Chihiro Minato, Junichi Konuma, Fumio Ueda, Hideki Takayama, Saki Ito Toru Takemitsu, of the World / of Sapporo MEI/Inscript(2022)

It seems to be Takashi Tachibana who taught me that he was a boy with tears to see stars blinking in the night sky. But my memory is blurred. Yuji Takahashi remarked that there could be no other composers who were easily affected by the outside as he. A person harmonizing the outer world, Toru Takemitsu might have been a frontier contacting the border. Each otherness comes in contact with, so naturally, each meets as a frontier. But I think we usually tend to focus on the inside of us.
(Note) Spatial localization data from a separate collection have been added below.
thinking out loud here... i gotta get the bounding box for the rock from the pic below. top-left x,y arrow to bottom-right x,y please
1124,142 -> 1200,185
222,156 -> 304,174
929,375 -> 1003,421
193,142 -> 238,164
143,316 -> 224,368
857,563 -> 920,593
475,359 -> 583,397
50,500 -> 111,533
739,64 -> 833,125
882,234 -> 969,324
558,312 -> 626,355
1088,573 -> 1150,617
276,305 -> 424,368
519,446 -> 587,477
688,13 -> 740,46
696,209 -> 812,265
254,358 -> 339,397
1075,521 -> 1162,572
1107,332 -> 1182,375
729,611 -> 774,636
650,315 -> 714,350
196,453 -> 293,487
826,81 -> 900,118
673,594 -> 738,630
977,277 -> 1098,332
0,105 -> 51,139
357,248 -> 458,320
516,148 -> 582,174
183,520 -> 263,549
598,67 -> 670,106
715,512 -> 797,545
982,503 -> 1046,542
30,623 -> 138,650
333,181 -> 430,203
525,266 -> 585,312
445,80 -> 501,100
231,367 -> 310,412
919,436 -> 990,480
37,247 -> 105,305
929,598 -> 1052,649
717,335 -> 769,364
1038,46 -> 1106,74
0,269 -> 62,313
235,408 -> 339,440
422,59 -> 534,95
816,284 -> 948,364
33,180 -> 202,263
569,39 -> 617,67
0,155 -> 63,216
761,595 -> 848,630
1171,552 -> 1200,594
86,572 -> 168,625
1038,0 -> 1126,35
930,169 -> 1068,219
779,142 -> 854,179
The lecture by Takemitsu included in the CD, Toru Takemitsu 1982 Historic Recordings, was the trigger to publish this book, Toru Takemitsu, of the World / of Sapporo. The book opens with that his lecture. His 2 short essays, “Sapporo and Me” and “As a Citizen of the Music World” are also included as a reference. The lecture is followed by “The Ways to Listen to Works of T. Takemitsu” by Junichi Konuma. Then Of the World / of Sapporo the dialogue between him and Chihiro Minato who conceived this book, and conversations among people who were involved and realized concerts of Takemitsu in Sapporo are followed.

Takemitsu was the composer who meticulously treated the image words captured. The composer who was known to accumulate images by words 3 years before the composition in some cases, extracted impressive words and composed the titles of his works by using them. But Mr. Konuma raises the question against consuming the impression of music through these words in the title which excessively evoke images. So he recommends directing these words and images to the movements of notes, or settings of sound. Say, breathing, inhaling, and exhaling. These are the movements inevitably settled in making music and playing an instrument. And those movements overlap the images; restless waves, the waxing and waning of the moon, and blinking star lights as in the title, and then he shows that your imagination would arrive at the endlessness of music which is brought by the impression of whole Takemitsu Music.

Reading through the dialogue and conversations, you would feel the enthusiasm of the time when it took hours, days, weeks, and years to meet the records you crave to listen to or experience amazing concerts. The concert of 1982 never happened out of nowhere. This concert was realized with years of effort from people who wanted to introduce and listen to his music in Sapporo. Around that time, everywhere except Tokyo was a cultural desert. The book tells that Toru Takemitsu had gone to one of the deserts, Sapporo, and Sapporo vibrated his creative energy.